Riddle: How do I get a low DC voltage from a pair of high voltage power supply transformers ?
The problem was as follows: out of a pair of toroids with a center tapped secondary:
1200 – 0 – 1200 V AC … How do I obtain a low DC voltage ?
Obviously, the high voltage was initially intended to provide B+ HV to the output stage and output tube. Fine … but what about the driver tube ? What about the input tube ? From where should I power these ?
I think that I found a solution to the riddle that is associated with the less than optimal power supply transformers that I have acquired in that bulk purchase of the GM-70 monoblocks set.
These are the two transformers available, say “A” and “B”.
Each of identical structure:
Primary: 230VAC (s) ==> Center tapped secondary 1200V AC – 0V AC – 1200V AC.
The primary windings of the transformers are connected in series. The series is powered from mains, which in my case is 230VAC. Each transformer is thus supplied with voltage 115 VAC, exactly divided into two equal voltages (*) (explanation shall follow).
The secondaries are connected abnormally: the bottom side tap of Xfrmr_A is connected with the top side tap of Xfrmr_B.
Relative to such newly created “common center” point, which also constitutes my signal ground, we shall obtain two distinct pairs of AC voltages: 600 V from the “middle” taps, and 1200 V from the farthest out taps.
Having such voltages, I now have the freedom to create +600V DC, to be generated full bridge, but loading symmetrically both of the transformers: Xfrmr_A and Xfrmr_B.
How come “Symmetrically” ? Well, the rectifier diodes are strapped in such a manner so that each half sine wave is taken from a DIFFERENT transformer:
The first rectifier diode charging the (choke front loaded) filter capacitor comes from Xfrmr_A.
The second rectifier diode charging the (choke front loaded) filter capacitor comes from Xfrmr_B.

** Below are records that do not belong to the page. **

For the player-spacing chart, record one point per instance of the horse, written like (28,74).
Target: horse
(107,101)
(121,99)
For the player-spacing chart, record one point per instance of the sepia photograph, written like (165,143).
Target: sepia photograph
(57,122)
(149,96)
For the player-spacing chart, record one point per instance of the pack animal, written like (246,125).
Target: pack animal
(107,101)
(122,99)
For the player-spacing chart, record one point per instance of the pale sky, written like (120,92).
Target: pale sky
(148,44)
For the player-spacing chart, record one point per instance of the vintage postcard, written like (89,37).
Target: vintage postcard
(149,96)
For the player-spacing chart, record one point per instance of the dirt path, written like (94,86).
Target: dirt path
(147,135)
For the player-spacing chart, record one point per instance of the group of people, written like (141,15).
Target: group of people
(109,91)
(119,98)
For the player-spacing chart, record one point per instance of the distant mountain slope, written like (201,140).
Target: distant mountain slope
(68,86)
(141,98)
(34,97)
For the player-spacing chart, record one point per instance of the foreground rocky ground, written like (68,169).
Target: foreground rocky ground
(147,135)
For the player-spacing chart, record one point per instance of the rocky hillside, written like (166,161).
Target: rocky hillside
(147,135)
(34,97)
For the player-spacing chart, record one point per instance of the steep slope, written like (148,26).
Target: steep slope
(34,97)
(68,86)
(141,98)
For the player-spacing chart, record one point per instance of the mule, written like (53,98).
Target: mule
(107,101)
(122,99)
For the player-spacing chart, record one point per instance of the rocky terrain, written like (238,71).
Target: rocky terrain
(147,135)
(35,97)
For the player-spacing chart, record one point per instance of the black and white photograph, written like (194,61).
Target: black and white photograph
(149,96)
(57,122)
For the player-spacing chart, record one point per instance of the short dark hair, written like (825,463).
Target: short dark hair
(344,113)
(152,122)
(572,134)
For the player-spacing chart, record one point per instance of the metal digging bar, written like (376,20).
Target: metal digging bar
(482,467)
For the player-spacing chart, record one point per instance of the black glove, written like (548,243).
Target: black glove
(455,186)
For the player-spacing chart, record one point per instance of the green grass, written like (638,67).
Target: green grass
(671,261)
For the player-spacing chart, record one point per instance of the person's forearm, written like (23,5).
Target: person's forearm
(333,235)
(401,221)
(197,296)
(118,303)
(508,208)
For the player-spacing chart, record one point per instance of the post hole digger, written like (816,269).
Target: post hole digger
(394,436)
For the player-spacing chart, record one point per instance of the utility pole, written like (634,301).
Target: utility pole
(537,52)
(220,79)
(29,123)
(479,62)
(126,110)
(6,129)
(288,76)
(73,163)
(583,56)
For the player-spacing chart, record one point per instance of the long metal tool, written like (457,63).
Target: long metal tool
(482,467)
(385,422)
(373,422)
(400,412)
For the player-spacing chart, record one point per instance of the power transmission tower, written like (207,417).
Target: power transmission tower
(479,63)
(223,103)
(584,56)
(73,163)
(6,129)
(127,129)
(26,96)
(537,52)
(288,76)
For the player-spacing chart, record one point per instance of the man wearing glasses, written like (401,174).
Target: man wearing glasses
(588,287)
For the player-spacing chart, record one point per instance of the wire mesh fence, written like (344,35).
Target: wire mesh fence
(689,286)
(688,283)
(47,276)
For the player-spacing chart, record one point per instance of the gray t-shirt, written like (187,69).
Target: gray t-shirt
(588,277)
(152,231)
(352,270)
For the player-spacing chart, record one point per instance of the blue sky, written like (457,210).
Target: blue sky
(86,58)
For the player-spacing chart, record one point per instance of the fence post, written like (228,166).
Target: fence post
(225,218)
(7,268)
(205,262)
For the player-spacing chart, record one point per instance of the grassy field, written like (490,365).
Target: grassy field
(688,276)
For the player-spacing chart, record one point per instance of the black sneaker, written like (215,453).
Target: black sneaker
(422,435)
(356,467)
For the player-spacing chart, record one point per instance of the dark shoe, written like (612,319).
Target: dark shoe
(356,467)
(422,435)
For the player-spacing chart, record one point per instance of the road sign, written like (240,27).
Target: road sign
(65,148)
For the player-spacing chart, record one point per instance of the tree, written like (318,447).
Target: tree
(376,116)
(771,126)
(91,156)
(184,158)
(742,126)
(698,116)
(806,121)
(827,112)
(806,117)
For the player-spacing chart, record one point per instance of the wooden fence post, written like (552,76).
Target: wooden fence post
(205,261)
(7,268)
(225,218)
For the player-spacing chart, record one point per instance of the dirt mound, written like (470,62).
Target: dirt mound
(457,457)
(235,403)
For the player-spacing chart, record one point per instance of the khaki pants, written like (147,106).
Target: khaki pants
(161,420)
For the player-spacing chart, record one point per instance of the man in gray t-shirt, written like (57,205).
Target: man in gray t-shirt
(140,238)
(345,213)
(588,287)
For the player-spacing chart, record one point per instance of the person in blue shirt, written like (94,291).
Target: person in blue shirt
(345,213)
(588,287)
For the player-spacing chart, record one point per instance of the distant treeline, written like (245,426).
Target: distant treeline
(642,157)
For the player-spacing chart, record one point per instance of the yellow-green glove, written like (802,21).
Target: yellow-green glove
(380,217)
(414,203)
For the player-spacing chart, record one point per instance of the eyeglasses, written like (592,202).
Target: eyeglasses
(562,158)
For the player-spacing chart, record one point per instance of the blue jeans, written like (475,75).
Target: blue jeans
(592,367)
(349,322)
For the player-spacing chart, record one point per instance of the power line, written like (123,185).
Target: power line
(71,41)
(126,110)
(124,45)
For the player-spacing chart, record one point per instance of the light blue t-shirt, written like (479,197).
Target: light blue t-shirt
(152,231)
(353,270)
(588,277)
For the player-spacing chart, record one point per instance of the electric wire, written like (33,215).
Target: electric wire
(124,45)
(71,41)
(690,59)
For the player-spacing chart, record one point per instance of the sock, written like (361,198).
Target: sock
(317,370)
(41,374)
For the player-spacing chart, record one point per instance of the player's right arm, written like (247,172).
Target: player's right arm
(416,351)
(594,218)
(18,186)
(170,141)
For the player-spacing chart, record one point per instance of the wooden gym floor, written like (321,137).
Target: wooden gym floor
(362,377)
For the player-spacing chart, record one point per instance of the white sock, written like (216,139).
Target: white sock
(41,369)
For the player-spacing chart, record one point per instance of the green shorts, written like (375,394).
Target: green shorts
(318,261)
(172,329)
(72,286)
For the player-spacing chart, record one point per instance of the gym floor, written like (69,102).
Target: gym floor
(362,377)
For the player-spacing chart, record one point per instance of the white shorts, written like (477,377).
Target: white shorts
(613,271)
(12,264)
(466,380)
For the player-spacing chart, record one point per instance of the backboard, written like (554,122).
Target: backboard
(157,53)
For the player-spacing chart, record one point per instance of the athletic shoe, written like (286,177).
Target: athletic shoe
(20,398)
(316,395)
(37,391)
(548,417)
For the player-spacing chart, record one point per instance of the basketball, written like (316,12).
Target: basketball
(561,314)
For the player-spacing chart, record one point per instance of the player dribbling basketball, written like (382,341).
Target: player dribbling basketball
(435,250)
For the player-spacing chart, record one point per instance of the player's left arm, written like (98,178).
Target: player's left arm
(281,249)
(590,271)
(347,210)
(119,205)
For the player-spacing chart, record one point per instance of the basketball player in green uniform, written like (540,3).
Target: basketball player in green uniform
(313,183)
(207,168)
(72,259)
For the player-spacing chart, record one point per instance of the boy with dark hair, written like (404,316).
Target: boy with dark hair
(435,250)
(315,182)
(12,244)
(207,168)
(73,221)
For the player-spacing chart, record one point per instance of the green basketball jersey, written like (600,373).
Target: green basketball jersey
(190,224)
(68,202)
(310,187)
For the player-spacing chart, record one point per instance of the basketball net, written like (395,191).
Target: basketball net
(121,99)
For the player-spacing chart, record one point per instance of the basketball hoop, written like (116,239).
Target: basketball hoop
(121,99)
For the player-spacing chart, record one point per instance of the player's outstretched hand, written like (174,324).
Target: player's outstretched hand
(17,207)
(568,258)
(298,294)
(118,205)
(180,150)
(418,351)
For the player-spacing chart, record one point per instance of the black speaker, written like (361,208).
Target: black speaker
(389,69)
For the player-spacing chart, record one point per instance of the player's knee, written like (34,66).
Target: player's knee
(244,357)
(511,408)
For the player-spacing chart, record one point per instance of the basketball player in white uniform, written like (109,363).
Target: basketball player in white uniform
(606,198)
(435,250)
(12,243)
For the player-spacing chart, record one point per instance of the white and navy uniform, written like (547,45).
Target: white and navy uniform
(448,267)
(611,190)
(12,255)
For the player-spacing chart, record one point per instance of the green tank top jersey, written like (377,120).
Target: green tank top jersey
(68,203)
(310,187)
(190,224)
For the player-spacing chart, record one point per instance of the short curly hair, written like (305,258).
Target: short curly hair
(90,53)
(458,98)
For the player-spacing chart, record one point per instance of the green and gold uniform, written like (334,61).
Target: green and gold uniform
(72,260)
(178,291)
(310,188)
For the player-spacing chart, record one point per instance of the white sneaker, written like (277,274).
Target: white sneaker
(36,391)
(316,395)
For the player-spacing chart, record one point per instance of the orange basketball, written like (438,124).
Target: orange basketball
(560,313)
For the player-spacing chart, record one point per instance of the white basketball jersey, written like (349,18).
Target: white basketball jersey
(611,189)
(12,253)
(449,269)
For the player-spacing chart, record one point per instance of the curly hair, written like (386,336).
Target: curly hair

We therefore symmetrically load both of the transformers: each is loaded with a half-sine wave being rectified and fed in to the filter. Such even loading of the secondary sides of the disparate transformers achieves a self “load balancing” act, as seen from their primary windings, and thus guarantees that the primary windings split the mains voltage exactly in halves, i.e. 115V AC each.
Well, and now comes the icing on the top of the cake: The choke front loaded filter actually helps me hammer down the DC output voltage to the value of the RMS of the AC voltage. The DC voltage shall only be +600V DC. If I were to use a traditional, capacitor front loaded filter, the output voltage would be 1,4 times higher, i.e. somewhere around or over 800V DC.
As for the “outer” transformer taps, i.e. the 1200V AC taps, I also apply a similar approach:
In order to create +1680 V DC, full bridge, I also symmetrically load both of the transformers. As before, the rectifier diodes are strapped so that each half sine wave is taken from a disparate transformer. The first rectifier diode – from Xfrmr_A. The second rectifier diode – from Xfrmr_B.
Please note that in this case, I am using a traditional Capacitance front loaded filter, so as to obtain the 1,4 x voltage multiplication, which in the case of the output tube, I can put do serve a good purpose. After all, the GM-70 is indeed a radio transmitter tube. It simply *loves* to work in high voltage conditions.
Having said the former, I suppose that a earthing scheme for THIS device will be absolutely mandatory …
So far, so good.
P.S. Why on earth so many individual “ground” wires ? This is a so called star grounding scheme, but taken to extremes. At the design stage, it costs me close to absolutely nothing to route these return ground paths according to the book. Since I’m designing this from scratch, why not go to extremes … and do it from the outset extremely properly ?